Tick-transmitted thogotovirus gains high virulence by a single MxA escape mutation in the viral nucleoprotein

Infections with emerging and re-emerging arboviruses are of increasing concern for global health. Tick-transmitted RNA viruses of the genus Thogotovirus in the Orthomyxoviridae family have considerable zoonotic potential, as indicated by the recent emergence of Bourbon virus in the USA. To successfully infect humans, arboviruses have to escape the restrictive power of the interferon defense system. This is exemplified by the high sensitivity of thogotoviruses to the antiviral action of the interferon-induced myxovirus resistance protein A (MxA) that inhibits the polymerase activity of incoming viral ribonucleoprotein complexes. Acquiring resistance to human MxA would be expected to enhance the zoonotic potential of these pathogens. Therefore, we screened a panel of 10 different thogotovirus isolates obtained from various parts of the world for their sensitivity to MxA. A single isolate from Nigeria, Jos virus, showed resistance to the antiviral action of MxA in cell culture and in MxA-transgenic mice, whereas the prototypic Sicilian isolate SiAr126 was fully MxA-sensitive.
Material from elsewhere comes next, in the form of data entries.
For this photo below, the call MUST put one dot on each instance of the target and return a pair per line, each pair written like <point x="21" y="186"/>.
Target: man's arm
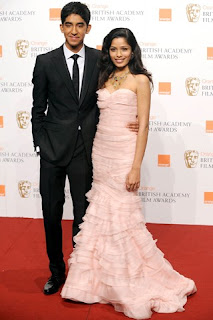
<point x="40" y="92"/>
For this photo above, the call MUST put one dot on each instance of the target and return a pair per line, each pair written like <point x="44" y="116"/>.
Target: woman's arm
<point x="143" y="103"/>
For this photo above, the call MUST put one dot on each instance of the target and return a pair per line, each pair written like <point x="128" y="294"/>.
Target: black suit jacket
<point x="57" y="112"/>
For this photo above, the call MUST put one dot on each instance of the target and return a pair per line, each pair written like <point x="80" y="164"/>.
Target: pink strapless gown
<point x="116" y="260"/>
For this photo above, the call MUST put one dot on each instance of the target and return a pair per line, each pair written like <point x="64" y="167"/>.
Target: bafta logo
<point x="192" y="86"/>
<point x="24" y="188"/>
<point x="191" y="158"/>
<point x="193" y="12"/>
<point x="22" y="47"/>
<point x="23" y="118"/>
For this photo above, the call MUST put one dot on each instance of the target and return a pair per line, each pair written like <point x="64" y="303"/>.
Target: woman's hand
<point x="133" y="180"/>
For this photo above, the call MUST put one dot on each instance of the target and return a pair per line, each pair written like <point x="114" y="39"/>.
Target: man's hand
<point x="133" y="126"/>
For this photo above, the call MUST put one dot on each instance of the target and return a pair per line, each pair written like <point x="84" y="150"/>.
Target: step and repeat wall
<point x="177" y="47"/>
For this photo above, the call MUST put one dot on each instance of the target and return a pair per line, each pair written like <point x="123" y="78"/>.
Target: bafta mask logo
<point x="24" y="188"/>
<point x="23" y="119"/>
<point x="192" y="86"/>
<point x="191" y="158"/>
<point x="193" y="12"/>
<point x="22" y="47"/>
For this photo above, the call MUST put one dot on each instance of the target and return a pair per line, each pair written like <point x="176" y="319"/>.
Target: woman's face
<point x="120" y="52"/>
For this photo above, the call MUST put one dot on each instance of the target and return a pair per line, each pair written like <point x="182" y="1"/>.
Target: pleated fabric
<point x="116" y="259"/>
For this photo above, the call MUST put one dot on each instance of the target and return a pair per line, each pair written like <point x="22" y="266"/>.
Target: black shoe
<point x="53" y="284"/>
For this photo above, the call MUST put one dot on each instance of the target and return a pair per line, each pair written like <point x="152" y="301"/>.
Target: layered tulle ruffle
<point x="116" y="259"/>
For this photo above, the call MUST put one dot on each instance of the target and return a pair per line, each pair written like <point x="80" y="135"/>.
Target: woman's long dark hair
<point x="135" y="65"/>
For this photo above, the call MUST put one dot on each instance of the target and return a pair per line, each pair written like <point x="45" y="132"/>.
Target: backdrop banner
<point x="177" y="48"/>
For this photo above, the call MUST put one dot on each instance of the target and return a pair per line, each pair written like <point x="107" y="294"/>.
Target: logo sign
<point x="55" y="14"/>
<point x="163" y="160"/>
<point x="208" y="197"/>
<point x="1" y="122"/>
<point x="210" y="53"/>
<point x="165" y="14"/>
<point x="23" y="118"/>
<point x="164" y="88"/>
<point x="2" y="190"/>
<point x="193" y="12"/>
<point x="192" y="86"/>
<point x="22" y="47"/>
<point x="209" y="126"/>
<point x="24" y="188"/>
<point x="191" y="158"/>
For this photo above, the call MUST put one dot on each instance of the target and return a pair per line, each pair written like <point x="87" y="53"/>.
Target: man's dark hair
<point x="75" y="8"/>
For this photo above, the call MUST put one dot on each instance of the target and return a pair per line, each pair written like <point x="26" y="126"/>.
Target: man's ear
<point x="88" y="28"/>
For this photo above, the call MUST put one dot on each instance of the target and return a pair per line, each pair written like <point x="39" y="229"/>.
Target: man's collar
<point x="68" y="53"/>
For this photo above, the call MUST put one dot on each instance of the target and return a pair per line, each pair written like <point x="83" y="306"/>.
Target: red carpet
<point x="24" y="270"/>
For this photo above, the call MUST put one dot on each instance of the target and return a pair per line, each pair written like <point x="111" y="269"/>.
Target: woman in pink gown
<point x="115" y="259"/>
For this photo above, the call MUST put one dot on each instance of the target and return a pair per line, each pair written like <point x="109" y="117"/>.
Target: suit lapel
<point x="61" y="67"/>
<point x="89" y="65"/>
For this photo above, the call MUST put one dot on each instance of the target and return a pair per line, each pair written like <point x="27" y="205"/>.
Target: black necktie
<point x="75" y="73"/>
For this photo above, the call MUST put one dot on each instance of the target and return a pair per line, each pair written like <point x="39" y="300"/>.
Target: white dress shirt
<point x="81" y="60"/>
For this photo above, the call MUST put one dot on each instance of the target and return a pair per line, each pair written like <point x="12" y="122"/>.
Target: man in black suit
<point x="64" y="119"/>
Further analysis identified two amino acid substitutions (G327R and R328V) in the viral nucleoprotein as determinants for MxA resistance. Importantly, when introduced into SiAr126, the R328V mutation resulted in complete MxA escape of the recombinant virus, without causing any viral fitness loss. The escape mutation abolished viral nucleoprotein recognition by MxA and allowed unhindered viral growth in MxA-expressing cells and in MxA-transgenic mice. These findings demonstrate that thogotoviruses can overcome the species barrier by escaping MxA restriction and reveal that these tick-transmitted viruses may have a greater zoonotic potential than previously suspected.

Thogotovirus infections are known to cause isolated human fatalities, yet the zoonotic potential of these tick-transmitted pathogens is still largely unexplored. In the present study, we examined if these viruses are able to escape the interferon-induced human MxA, thereby overcoming the human innate antiviral defense. Mx proteins constitute a class of interferon-induced antiviral effector molecules that efficiently block the intracellular replication of many viruses. Here, we studied the MxA sensitivity of various thogotovirus isolates and identified two amino acid residues in the viral nucleoprotein that caused resistance to MxA. One of these exchanges was sufficient to enable an otherwise MxA-sensitive thogotovirus to fully escape MxA restriction without causing any fitness loss. Our study explores the interplay of thogotoviruses with the innate antiviral host defense and sheds light on their zoonotic potential.